The most widely (academically) used environment to implement Stat.Computing is R. Many statisticians have already amassed excellent collections of R material and the following by Karl Broman, Introduction to R, probably will keep anyone busy for quite a while. Nevertheless if you are fortunate enough to read and comprehend greek the (self-proclaimed "πρόχειρες") notes by Konstantinos Fokianos, Εισαγωγή στην R, are the best resource in greek I have encountered. If despite that you feel that you really need a book in order to feel ready to get your hands dirty with R, Peter Introductory Statistics with R offers a concise and handy introduction to R (and to Statistics in that matter). In case you finally feel a bit motivated to see what is happening under the hood, Simon Wood's lecture notes from APTS 2011 take a statistician's look in the numerical analysis methods that make the nuts and bolts of modern Stat.Computing environments.

For people with the need for speed unfortunately no widely used free and open source software environment exists; that means you will have to probably write you own code in your language of preference. Assuming that this will be C/C++, good starting points are GSL and Eigen. The NAG libraries offer a splendid closed source and quite expensive alternative. While GSL provides a number of solver routines GSL doesn't have any good non-linear, derivative-free in-built solver. For that I recommend NLopt which has a less than optimal documentation, but syntax-wise is quite easy to use and offers a variety of algorithms to experiment with. Where GSL and other libraries might fail to provide some solutions the book Numerical Recipes provides disputed, non-free but yet commonly used implementations of hundreds of useful algorithms.

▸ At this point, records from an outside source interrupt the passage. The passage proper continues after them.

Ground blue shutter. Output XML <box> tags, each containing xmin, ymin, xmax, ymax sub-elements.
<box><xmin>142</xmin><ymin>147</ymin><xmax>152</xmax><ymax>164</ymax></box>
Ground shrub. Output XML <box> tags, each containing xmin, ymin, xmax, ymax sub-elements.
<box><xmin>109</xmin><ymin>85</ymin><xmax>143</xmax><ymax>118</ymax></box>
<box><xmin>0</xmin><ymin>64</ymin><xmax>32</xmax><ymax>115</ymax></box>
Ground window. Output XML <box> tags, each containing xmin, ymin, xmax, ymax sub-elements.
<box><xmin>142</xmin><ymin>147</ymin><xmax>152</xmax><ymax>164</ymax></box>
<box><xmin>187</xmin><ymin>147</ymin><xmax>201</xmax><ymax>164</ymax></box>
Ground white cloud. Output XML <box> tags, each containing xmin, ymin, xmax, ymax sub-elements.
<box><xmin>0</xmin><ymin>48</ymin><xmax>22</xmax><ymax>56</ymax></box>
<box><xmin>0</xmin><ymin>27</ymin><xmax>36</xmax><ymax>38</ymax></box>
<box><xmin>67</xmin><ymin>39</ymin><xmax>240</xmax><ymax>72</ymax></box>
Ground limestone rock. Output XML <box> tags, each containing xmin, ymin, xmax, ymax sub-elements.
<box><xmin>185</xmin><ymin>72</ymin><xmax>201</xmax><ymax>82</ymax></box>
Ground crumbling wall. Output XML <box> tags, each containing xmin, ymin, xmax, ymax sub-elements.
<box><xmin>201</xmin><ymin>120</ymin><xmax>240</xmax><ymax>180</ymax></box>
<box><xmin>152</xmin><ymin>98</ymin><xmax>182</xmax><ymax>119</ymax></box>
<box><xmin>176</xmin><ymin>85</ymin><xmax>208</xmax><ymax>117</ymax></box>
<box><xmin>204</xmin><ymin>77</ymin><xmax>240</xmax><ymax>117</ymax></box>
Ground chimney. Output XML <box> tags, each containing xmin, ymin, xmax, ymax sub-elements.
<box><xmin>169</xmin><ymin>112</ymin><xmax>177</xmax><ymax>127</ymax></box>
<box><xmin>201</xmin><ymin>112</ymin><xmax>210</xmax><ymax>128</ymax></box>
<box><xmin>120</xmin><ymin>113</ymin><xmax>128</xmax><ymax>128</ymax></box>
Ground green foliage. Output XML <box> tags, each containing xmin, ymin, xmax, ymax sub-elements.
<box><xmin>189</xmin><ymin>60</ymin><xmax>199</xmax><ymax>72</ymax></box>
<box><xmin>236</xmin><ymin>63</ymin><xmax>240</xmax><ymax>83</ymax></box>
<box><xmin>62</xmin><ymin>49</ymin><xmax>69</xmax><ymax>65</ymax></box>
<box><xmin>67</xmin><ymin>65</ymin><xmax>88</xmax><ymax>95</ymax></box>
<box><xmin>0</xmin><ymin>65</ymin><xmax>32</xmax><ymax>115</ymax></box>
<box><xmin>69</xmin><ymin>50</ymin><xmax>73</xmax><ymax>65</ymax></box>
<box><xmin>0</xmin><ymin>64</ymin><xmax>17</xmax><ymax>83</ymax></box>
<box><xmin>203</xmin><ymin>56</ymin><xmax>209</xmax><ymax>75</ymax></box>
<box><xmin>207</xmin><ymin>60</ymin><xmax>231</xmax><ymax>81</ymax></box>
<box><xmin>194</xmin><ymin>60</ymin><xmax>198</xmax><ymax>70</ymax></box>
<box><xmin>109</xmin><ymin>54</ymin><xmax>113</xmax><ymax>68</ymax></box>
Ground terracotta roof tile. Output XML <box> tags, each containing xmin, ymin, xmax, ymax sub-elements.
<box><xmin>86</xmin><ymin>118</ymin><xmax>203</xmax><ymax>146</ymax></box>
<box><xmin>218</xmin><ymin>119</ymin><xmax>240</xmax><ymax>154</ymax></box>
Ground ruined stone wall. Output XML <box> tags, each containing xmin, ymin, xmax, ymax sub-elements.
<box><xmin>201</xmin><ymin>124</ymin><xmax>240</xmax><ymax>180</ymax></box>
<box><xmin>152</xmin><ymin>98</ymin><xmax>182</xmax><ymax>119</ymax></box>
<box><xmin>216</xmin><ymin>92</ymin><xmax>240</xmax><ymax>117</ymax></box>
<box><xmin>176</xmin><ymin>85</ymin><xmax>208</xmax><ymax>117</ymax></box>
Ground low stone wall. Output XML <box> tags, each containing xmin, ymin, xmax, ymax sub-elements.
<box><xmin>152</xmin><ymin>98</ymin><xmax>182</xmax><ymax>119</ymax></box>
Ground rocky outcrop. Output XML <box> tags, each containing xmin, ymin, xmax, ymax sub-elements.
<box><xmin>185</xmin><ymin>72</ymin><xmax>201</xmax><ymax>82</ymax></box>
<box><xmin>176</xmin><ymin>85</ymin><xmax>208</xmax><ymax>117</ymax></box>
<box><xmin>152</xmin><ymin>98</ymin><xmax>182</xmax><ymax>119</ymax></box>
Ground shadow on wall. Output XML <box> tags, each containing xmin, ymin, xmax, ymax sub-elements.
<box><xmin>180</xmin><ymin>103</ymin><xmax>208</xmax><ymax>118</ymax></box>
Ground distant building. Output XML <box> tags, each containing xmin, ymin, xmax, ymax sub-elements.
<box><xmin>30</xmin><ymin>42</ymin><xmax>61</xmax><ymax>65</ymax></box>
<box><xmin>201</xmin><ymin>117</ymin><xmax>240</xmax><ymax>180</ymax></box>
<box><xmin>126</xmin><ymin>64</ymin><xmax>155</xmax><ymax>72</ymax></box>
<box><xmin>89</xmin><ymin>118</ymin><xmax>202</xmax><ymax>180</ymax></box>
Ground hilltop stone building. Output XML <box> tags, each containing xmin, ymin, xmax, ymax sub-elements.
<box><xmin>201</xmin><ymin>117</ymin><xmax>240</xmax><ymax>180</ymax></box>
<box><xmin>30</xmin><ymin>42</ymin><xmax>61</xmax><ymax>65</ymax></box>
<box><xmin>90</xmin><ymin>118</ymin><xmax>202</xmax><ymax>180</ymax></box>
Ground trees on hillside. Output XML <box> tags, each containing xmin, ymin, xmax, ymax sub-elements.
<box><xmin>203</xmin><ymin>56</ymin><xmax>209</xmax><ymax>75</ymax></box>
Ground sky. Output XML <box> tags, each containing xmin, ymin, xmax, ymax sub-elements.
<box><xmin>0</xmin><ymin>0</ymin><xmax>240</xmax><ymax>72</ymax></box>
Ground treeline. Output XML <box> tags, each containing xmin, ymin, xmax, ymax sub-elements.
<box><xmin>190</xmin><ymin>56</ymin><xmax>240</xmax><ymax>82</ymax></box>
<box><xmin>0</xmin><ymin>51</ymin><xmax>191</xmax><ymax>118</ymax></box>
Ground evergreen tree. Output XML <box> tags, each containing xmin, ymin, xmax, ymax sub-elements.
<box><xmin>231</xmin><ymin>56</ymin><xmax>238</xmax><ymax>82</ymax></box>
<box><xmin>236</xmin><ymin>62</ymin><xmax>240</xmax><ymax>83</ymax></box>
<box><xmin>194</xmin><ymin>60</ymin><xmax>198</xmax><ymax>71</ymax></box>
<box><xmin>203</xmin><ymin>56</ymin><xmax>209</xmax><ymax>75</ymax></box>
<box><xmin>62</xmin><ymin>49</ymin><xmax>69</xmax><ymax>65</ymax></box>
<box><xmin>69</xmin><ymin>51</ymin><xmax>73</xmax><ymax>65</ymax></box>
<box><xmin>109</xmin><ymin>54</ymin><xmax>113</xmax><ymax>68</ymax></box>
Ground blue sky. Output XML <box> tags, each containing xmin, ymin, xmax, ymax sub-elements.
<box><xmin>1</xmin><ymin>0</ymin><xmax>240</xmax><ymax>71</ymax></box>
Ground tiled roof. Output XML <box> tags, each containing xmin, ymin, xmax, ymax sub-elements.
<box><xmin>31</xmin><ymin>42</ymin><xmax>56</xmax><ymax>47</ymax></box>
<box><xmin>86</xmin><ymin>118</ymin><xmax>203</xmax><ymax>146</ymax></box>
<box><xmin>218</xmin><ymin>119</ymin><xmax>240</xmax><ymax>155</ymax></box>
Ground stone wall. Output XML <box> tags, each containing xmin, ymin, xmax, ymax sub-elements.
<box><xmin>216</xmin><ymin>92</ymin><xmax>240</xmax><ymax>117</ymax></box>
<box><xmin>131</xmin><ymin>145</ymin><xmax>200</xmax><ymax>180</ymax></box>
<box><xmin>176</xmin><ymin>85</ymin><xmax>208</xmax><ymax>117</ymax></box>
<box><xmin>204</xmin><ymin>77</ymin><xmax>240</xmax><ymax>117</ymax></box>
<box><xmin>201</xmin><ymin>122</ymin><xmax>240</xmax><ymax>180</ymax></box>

Reviewing one less commonly widely used program, Gretl is an excellent econometric package offering a nice GTK+ GUI and a variety of readily available and not so common statistical tests (especially regarding time-series analysis). As an intermediate between C and R (both in terms of speed and code readability), the packages Numpy and Scipy offer a variety of computational routines that can be used through basic Python scripts to "torture" your data.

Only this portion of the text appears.